The median listing price in Walnut Creek currently sits at $750,000. As such, “Curry’s property is four times more expensive than other properties,” says Shane Lee, a RentHop statistical data analyst. As such, “there is limited demand for properties like this in the area.”
Plus, home prices tend to lean toward the middle, which spells bad news for expensive homes.
“Real estate prices generally trend toward the mean of surrounding properties, so those priced above the local average will be weighed down by the lower-priced homes around them,” Parsons says.
2. He bought at the top of the market
Although housing prices are sky-high in the Bay Area, the luxe market had begun to level off right when Curry made his purchase—and then move downward by the time he was ready to sell a year later.
“Curry paid top-of-market prices in 2015, as that’s when the market really peaked,” says Cara Ameer, a Realtor in Florida who often handles property for professional athletes. “It has taken a bit of a downward trend since then, and the luxury market has been more challenging to sell since some of the foreign money has dried up.”
3. Location, location, location
Fine, the house is close to the white-hot Bay area, but perhaps not close enough.
“The location of this home is especially troubling because the buyer pool for this type of property is already tiny,” says Washington, DC–based Realtor Cedric Stewart. “Being 50 miles away from where everyone wants to be shrinks that pool even more.”

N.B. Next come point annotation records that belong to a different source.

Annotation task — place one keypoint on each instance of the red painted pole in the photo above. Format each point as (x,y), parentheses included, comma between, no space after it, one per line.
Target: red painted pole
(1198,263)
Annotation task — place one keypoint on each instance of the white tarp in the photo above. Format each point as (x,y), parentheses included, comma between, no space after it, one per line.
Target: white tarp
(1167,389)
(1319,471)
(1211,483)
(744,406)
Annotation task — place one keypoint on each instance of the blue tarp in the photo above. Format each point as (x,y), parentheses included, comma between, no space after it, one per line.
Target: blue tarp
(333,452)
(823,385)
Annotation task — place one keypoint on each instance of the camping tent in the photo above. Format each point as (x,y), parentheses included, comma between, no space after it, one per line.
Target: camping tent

Plus, “the property does not have any kind of view, and slopes down to a major thoroughfare,” points out Florida Realtor Eileen McNamara-Vecchio. “That’s a hard sell in any price range, even if it is Steph Curry’s property!”
4. He poured a half-million into home improvements
A half-million in home improvements could have been OK if they were the right renovations with universal appeal.
“When putting money into a home, you want to add it to the areas that have payback: kitchens and baths,” says David McLaughlin, a New Orleans, LA Realtor at Keller Williams. “From a design perspective, you don’t want to add anything too out of the box.”
While we’re not entirely sure of exactly what he added after moving in, let’s just say that if he’d installed an NBA-size basketball court (Michael Jordan did it), that type of amenity might not appeal to many buyers other than, well, another pro basketball player.
5. He sold too soon
In addition to buying at a bad time, Curry also sold a mere year after moving in—which many say is too soon to make a profit.
“When you buy a home in an inflated market and have a short holding period, you’re flirting with potential price softening,” says Greg McBride, chief financial analyst at Bankrate.com. “The financial benefits of homeownership accrue over the long term. Even if Steph Curry had sold the home for more than he purchased, by the time you factor in transaction costs, he likely would not have made a profit.”
In fact, one rule of thumb is that unless you plan to stay put for at least three to five years, you shouldn’t buy at all, and rent instead.
Bottom line: Before you buy a home, make sure to seriously ponder that day in the future when you sell.
All that said, “Curry may not have done all that bad,” McLaughlin points out. “It was listed for $3.2 million and sold for $3,195,000 in a market where there is virtually zero demand for homes in that price point. I’d say he came out OK and could have done much worse.”
“While most people would cringe at the thought of losing a few hundred thousand on renovations and price drops in such a short time, you have to remember that Steph Curry makes more than $11 million a year,” adds New York real estate agent Emile L’Eplattenier. “Not to mention the fact that he recently sold a home in Orinda for a tidy $755,000 profit.”
In other words, you win some, you lose some.